The habitus of pediatric pain actors toward pain assessment and management practices are influenced by various forms of capital (social, cultural, symbolic, bodily and economic) operating at different levels on the pediatric care field. This intricate process is heavily influenced in the hospitalized settings by the culture of “how things are done around here”. The current study has provided useful information on the contextual and cultural factors that influence the assessment and management of children’s pain in hospitalized settings. These include the nature of children’s pain experience and associated responses from care givers, pharmacological and nonpharmacological pain management competencies, and communication among relevant stakeholders (patients, family caregivers and health personnel). Quality improvement programs that seek to enhance this area of practice should use the insights obtained in this study to guide the development, implementation and evaluation stages. Continual professional education programs should focus on training healthcare providers to appropriately assess and manage the pain of diverse children along the developmental milestones. Children and family caregivers should be equally educated on their role in pain assessment and management for improved pediatric pain care delivery. Healthcare facilities should be provided with age- and condition-appropriate pain assessment tools, documentation sheets, and pain management resources to enhance pediatric pain care.

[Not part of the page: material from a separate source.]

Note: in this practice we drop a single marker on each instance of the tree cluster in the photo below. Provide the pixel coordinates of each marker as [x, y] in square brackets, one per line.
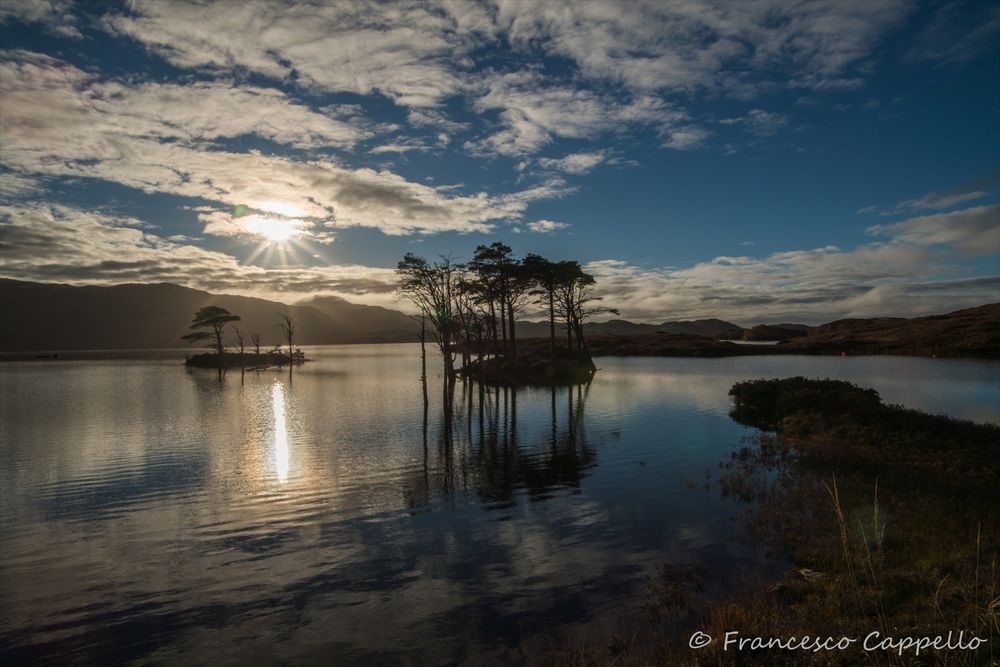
[210, 323]
[473, 308]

It is not necessarily the establishment of the gap which is interesting, but the exploration of why the gap between beliefs and knowledge about pain management, and the performance of it, actually exists. Effective clinical leadership is therefore required if we are keen on improving pain care outcomes for vulnerable children and their families as it influences resource provision and determines the standards for acceptable and unacceptable behaviour through role modelling and expectation setting. This study has further demonstrated the importance of context in influencing healthcare practices.